Samuel Corum/Getty Images

Das Jahr 2020 ging Winzer mit gebrochenem Herzen.

Als tödliche Waldbrände an der US-Westküste durch Häuser rissen und Wälder zerstörten, sickerte Rauch in die weltberühmten Weinberge im kalifornischen Napa Valley.

Kostbare Trauben, die im Namen des schönen Weins liebevoll gezüchtet wurden, wurden durch den Geschmack von Rauch und Trauer ruiniert. Aber die Winzer setzten ihr Handwerk fort und hofften, dass ihre Trauben zu den wenigen gehören, die unversehrt blieben. Die meisten Winzer hatten nicht so viel Glück. Ihre Produkte waren von einem scharfen Geschmack durchdrungen, der als bezeichnet wird Rauchfleck. Wein, der früher für 100 Dollar pro Flasche verkauft werden sollte, konnte jetzt nur noch Mischungen hinzugefügt werden Verkauf für $5 pro Gallone.

Um diese Art von Katastrophe in Zukunft abzuwenden, zumal die Klimakrise die Waldbrandraten verschärft Darüber hinaus untersuchen Wissenschaftler einen eindeutigen Weg, um chemisch zu analysieren, welche Trauben und Weine einem Rauchgeschmack unterliegen und welche nicht. Sie haben ihren Entwurf diesen Monat im Journal of Natural Products veröffentlicht.

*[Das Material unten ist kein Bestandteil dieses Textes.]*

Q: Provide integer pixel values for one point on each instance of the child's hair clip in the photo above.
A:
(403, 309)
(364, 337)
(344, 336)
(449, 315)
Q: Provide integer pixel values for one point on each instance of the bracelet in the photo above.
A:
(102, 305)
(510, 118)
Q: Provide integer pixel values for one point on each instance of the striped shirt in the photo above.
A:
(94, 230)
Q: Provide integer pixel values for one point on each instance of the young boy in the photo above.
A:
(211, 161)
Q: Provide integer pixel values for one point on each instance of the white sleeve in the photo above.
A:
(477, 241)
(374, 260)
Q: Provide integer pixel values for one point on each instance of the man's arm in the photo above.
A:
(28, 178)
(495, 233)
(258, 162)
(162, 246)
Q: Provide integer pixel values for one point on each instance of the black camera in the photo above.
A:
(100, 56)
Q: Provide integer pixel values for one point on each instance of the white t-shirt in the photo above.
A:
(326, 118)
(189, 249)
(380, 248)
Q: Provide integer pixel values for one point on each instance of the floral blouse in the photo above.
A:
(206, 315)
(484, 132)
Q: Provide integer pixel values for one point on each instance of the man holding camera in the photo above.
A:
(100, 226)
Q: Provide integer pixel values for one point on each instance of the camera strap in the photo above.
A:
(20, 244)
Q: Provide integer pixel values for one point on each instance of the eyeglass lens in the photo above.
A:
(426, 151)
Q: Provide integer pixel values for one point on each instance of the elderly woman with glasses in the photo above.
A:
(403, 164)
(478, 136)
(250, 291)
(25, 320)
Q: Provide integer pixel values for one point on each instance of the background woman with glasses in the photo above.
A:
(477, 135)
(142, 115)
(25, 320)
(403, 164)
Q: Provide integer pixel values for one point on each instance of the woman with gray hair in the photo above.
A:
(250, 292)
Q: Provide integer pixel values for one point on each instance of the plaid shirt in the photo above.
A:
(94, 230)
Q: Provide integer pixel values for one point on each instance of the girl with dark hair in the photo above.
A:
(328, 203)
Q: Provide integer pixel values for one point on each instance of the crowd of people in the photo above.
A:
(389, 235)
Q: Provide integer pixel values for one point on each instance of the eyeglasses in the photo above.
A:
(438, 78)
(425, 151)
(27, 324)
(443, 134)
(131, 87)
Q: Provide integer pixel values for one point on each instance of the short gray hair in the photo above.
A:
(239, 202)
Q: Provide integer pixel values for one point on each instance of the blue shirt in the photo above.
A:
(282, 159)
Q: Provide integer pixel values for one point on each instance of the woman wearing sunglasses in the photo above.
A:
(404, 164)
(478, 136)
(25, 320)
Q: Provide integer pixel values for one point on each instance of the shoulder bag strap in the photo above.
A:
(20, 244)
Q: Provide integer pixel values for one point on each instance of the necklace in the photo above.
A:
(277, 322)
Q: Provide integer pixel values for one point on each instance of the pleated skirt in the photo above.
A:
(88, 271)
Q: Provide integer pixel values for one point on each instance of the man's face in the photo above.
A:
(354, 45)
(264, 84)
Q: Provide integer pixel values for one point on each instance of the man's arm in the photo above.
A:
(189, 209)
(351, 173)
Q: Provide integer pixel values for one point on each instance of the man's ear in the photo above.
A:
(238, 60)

„Was ich entdeckte, war, dass keine geeigneten analytischen Daten bereitgestellt wurden, um herauszufinden, ob die Trauben oder Weine wurden durch den Rauch in Mitleidenschaft gezogen“, sagte Phillip Crews, Chemiker an der UC Santa Cruz und Winzer bei der Pelican Ranch Winery, in einer Erklärung. Crews wurde erstmals 2018 auf den Rauchgeschmack aufmerksam gemacht, als Folge des Mendocino-Komplex-Feuers, als Weingüter anfingen, ruinierte Trauben abzulehnen aus der Region.

Ohne eine solche Metrik erfordert die Weinherstellung und der Verkauf nach dem Lauffeuer eine Menge Rätselraten, wie bei der Ernte 2020. Daher werden verdorbene Trauben oft versehentlich in Wein umgewandelt, der dann abgelehnt wird, was zu Produktverlusten führt, oder verdorbener Wein wird manchmal unter dem Deckmantel eines qualitativ hochwertigen Angebots verkauft, was zu einem Verlust des Rufs führt.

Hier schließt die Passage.